Methods: Several frailty screening tools were studied including: Edmonton Frailty Assessment, Fried Frailty Phenotype, the 5-point Frail Questionnaire, and Risk Analysis Index. Surgical quality improvement programs (Veteran Affairs Surgical Quality Improvement Project, National Surgical Quality Improvement Project) utilize certain patient characteristics and type of surgical procedure to predict post-operative risks for the patient undergoing the respective procedure. These risk tools were reviewed along with the American College of surgeons best practice guidelines for geriatric surgery to develop a robust, meaningful frailty assessment. Aspects of efficiency, usability, and completeness were used to guide tool development. Several Plan-Do-Study-Act cycles resulted in the final frailty assessment that captures cognitive decline, nutrition, ambulatory status, social status, and important chronic medical problems. The frail scale was then trialed in the general surgery clinic on patients presenting for pre-operative consultation. The screening tool is also being made into a Frailty Note, available in the Electronic Medical Record, to allow any physician to easily document patient frailty. The components of our frailty scale include: Get Up and Go test, weight loss, functional status, mood, social status, previous hospitalizations, history of stroke, heart attack, heart failure and shortness of breath, and a mini cognitive assessment utilizing the three word recall and clock draw test.
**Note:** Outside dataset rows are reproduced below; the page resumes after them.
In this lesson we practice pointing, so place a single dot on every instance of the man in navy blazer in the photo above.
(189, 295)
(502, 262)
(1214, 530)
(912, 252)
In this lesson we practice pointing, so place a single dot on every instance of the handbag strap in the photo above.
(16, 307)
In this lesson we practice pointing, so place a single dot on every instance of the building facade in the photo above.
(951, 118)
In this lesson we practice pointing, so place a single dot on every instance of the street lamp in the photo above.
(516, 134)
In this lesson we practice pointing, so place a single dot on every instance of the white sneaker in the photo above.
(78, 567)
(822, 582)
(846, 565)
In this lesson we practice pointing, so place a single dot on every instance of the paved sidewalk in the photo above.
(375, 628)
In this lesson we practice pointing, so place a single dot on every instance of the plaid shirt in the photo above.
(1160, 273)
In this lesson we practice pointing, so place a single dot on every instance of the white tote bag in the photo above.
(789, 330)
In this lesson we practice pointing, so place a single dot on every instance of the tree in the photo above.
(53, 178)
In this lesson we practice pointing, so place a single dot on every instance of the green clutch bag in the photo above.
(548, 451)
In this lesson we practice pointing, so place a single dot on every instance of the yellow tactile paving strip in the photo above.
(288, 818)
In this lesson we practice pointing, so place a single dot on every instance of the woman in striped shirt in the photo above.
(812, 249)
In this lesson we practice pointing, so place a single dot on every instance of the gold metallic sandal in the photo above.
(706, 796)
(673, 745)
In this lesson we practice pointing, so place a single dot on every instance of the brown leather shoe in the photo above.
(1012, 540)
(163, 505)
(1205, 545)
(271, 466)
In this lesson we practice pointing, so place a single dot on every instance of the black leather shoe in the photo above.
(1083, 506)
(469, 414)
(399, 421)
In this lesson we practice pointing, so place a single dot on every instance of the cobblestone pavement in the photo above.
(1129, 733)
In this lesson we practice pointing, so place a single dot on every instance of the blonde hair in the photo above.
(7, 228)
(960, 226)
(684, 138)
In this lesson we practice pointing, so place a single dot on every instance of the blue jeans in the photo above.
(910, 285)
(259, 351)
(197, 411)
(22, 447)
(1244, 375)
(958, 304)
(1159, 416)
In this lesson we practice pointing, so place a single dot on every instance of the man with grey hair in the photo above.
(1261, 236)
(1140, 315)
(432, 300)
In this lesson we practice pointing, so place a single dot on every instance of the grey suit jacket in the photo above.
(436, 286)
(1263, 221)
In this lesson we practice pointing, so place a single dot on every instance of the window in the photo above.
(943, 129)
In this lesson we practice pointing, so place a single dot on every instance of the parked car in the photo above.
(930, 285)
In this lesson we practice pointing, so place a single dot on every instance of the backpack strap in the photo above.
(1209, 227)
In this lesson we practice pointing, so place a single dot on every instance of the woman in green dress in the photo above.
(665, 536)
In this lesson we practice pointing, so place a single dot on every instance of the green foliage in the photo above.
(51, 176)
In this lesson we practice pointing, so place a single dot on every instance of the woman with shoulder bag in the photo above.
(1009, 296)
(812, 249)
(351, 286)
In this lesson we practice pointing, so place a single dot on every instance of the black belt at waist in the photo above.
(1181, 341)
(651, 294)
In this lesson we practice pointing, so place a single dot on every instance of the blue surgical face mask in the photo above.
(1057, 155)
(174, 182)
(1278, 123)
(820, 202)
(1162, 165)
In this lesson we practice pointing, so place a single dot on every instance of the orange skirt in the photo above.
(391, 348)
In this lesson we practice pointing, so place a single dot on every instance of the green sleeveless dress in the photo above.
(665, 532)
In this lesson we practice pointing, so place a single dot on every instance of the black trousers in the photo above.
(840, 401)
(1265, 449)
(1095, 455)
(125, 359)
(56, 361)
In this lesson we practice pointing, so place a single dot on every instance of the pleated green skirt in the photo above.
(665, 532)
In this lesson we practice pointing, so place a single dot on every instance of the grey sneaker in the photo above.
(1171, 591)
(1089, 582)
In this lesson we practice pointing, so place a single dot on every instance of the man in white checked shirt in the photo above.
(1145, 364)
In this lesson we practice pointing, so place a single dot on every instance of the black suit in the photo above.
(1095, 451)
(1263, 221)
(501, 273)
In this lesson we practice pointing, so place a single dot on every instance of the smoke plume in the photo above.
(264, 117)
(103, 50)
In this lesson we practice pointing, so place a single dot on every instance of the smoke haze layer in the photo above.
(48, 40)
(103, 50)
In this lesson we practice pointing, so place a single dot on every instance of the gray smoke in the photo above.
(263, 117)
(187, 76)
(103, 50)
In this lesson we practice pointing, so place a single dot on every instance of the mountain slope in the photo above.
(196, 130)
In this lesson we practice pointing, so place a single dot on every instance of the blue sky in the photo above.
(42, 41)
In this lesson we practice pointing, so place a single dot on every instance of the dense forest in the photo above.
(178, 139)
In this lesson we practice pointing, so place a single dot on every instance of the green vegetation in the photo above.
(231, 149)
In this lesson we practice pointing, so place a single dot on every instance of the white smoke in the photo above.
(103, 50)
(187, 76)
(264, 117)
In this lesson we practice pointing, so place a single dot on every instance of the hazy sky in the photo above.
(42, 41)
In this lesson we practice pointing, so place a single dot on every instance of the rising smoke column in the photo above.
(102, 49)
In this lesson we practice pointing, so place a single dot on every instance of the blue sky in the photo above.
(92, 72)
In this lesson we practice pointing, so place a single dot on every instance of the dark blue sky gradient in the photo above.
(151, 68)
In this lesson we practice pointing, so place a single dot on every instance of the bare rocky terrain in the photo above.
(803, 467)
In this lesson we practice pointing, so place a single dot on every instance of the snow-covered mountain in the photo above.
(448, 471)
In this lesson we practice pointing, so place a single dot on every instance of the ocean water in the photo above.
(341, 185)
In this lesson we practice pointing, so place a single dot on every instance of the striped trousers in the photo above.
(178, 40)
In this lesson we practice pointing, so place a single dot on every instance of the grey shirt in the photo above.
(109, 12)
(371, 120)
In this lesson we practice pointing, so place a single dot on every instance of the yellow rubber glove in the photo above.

An additional aspect of our quality improvement program included teaching medical students the components of a quality improvement initiative. First year medical students were given the opportunity to learn how to implement a quality improvement initiative from start to finish and participating in Plan-Do-Study-Act cycles. They have been trained in how to utilize the screening tool and data collection and are now available to assist in frailty screenings.

Conclusion: Frailty screening as an integral part of surgical evaluation, can potentially influence outcomes for patients of any age undergoing a wide variety of surgical procedures. There are several advantages of incorporating this screening tool into surgery clinics: it provides a method to identify which patients are frail, it enables providers to determine why the patient is frail, it provides an opportunity to improve any potentially modifiable patient factors, and finally, it could guide surgical planning and lead to better patient outcomes. This project was also used as an opportunity to teach budding physicians how to conduct quality improvement initiatives. This quality improvement process demonstrates that change and innovation can be introduced in a way that is practical, meaningful, and useful.